Troubleshooting


Expired Certificates

Sometimes, the certificates may have expired and cannot renew automatically – you will typically see this problem when you can no longer login to your CloudCenter Suite cluster and you start receiving a networking error or similar error. If you review the AUTH pod logs you will may issues with accessing the certificate or its location. If you review the certification, you will see that it is failing due to an auto-renew setting with an error similar to the following code block:

kubectl -n cisco describe cert suite-auth-tls

These kind of error are caused by changes in either the certificate manager or the certificate failing due to an auto-renewal setting and the cluster is down.

To address this issue fix your cluster by following this process – use the following scripts with caution.

These scripts were only tested in a GCP environment where this error was first seen.

  1. Export the current certificates and secrets to YAML files.

    #!/bin/bash
    namespace="cisco"
    mkdir -p $namespace
    for n in $(kubectl -n $namespace get secrets -o custom-columns=:metadata.name | grep -v 'service-account')
    do
            echo "Saving $namespace/secret_$n..."
            kubectl -n $namespace get secret $n -o yaml > $namespace/secret_$n.yaml
    done
    for n in $(kubectl -n $namespace get cert -o custom-columns=:metadata.name)
    do
            echo "Saving $namespace/cert_$n..."
            kubectl -n $namespace get cert $n -o yaml > $namespace/cert_$n.yaml
    done
  2. Delete the old certificates and secrets.

    #!/bin/bash
    commit=1
    for n in $(kubectl -n cisco get secrets -o custom-columns=:metadata.name | grep -v 'service-account')
    do
            echo "Deleting $n..."
            if [[ $commit==1 ]]; then
                    kubectl -n cisco delete secret "$n"
            fi
    done
    for n in $(kubectl -n cisco get cert -o custom-columns=:metadata.name)
    do
            echo "Deleting $n..."
            if [[ $commit==1 ]]; then
                    kubectl -n cisco delete cert "$n"
            fi
    done
  3. Restore the certificates from their respective YAML files to the cluster.

    #!/bin/bash
    namespace=cisco
    echo "Restoring Opaque secrets..." 
    kubectl apply -f $namespace/secret_ca-key-pair.yaml 
    kubectl apply -f $namespace/secret_suite-fluentd-s3-config.yaml 
    kubectl apply -f $namespace/secret_suite-fluentd-s3-config-original.yaml 
    kubectl apply -f $namespace/secret_suite-gateway-external-tls-secrets.yaml 
    kubectl apply -f $namespace/secret_suite-random-password.yaml 
    kubectl apply -f $namespace/secret_suite-image-pull-secret.yaml 
    kubectl apply -f $namespace/secret_action-orchestrator-jwt-secret.yaml
    echo "Restoring Certs via YAML"
    for n in $namespace/*.yaml; do
            [ -f "$n" ] || break
            if [[ $n =~ "cert" ]]; then
                    echo "Restoring Cert via yaml file $n..."
                    kubectl apply -f "$n"
            fi
    done
    echo "Restarting Cert Manager Pod..."
    kubectl delete --all pods --namespace=cert-manager
    echo "Restarting all CCS Pods..."
    kubectl delete --all pods --namespace=$namespace
  4. Restore the opaque and other non-TLS based secrets.

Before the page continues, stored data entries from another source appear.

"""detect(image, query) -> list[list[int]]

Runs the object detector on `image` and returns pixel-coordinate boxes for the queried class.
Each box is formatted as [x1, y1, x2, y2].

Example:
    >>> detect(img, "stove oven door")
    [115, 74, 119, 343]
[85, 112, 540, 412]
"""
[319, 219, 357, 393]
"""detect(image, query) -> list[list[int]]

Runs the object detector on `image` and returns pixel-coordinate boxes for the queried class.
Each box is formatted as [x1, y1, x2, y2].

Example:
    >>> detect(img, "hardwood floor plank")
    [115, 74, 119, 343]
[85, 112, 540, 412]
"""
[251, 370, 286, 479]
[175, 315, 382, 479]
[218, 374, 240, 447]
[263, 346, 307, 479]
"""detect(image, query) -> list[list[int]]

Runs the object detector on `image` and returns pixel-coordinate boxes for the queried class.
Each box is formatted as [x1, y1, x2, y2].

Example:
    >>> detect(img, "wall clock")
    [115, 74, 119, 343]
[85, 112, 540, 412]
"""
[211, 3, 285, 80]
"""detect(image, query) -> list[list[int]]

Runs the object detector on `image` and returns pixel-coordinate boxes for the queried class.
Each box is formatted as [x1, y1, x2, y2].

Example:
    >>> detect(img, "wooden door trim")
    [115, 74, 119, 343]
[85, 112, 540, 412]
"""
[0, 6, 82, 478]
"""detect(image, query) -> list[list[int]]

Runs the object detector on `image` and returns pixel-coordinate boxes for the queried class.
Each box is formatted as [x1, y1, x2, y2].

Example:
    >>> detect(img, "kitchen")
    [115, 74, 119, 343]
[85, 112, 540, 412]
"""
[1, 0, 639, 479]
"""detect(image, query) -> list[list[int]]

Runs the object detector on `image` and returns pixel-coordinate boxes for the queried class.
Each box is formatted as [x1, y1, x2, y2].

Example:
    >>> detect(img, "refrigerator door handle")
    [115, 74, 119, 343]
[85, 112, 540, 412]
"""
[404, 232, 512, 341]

  5. Restart the cert-manager.

  6. Restart all the CloudCenter Suite cluster pods.

Finding Kubernetes Resources

For private clouds, the download link for the Kubeconfig file is available on the last page of the installer UI as displayed in the following screenshot. 

While you may see this file for successful installations in the above screen, you will not be able to access this file if your installation was not successful. This file is required to issue any command listed in the https://kubernetes.io/docs/reference/kubectl/cheatsheet/ section of the Kubernetes documentation. 

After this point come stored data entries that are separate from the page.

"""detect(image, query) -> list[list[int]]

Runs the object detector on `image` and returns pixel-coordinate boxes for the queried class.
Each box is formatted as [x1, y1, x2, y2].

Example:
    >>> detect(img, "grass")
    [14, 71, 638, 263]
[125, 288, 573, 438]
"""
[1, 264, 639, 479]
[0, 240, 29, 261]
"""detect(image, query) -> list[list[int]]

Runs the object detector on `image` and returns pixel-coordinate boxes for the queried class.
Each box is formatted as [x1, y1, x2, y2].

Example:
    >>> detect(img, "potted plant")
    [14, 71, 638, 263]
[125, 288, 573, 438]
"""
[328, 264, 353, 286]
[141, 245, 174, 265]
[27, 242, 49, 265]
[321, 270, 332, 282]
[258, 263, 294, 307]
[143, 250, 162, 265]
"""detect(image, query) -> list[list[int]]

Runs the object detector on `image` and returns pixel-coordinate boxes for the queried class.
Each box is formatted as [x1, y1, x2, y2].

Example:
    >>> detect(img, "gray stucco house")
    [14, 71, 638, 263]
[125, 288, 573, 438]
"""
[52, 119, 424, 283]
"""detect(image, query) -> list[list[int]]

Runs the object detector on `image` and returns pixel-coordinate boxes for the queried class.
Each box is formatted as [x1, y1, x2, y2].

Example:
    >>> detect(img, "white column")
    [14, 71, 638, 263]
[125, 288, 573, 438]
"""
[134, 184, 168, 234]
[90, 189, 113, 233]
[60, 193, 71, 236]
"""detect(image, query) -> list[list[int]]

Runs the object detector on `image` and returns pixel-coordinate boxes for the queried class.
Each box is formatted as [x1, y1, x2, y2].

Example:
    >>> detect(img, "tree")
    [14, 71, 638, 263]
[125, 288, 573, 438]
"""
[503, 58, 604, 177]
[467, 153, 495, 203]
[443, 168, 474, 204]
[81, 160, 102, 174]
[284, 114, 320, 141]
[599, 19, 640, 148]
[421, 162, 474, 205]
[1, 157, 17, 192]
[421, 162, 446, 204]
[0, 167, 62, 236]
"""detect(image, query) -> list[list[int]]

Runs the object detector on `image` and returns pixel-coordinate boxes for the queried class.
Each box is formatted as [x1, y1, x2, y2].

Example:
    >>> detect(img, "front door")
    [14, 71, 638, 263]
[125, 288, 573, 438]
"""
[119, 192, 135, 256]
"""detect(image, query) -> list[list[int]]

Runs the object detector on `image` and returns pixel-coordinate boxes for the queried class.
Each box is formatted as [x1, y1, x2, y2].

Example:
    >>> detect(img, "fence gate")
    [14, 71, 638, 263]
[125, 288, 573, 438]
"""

By default, the kubectl command looks for the Kubeconfig file in the $HOME/.kube folder.  

  • Successful installation: Copy the downloaded Kubeconfig file to your $HOME/.kube folder and then issue any of the kubectl commands listed in the Kubernetes cheatsheet link above.

  • Stalled Installation

    • Private clouds and most public clouds: SSH into one of the primary server nodes and copy the Kubeconfig file from /etc/kubernetes/admin.conf to the /root/.kube folder.  

    • GCP: Login to GCP, access the Kubernetes Engine, locate your cluster, click Connect to Connect to the cluster, and click the copy icon as displayed in the following screenshot. You should have already installed gcloud in order to view this icon.

A Pod has unbound PersistentVolumeClaims

The problem displayed in the following screenshot is usually caused when the cloud user does not have permissions to the configured storage. For example, a vSphere user may not have permissions to the selected datastore.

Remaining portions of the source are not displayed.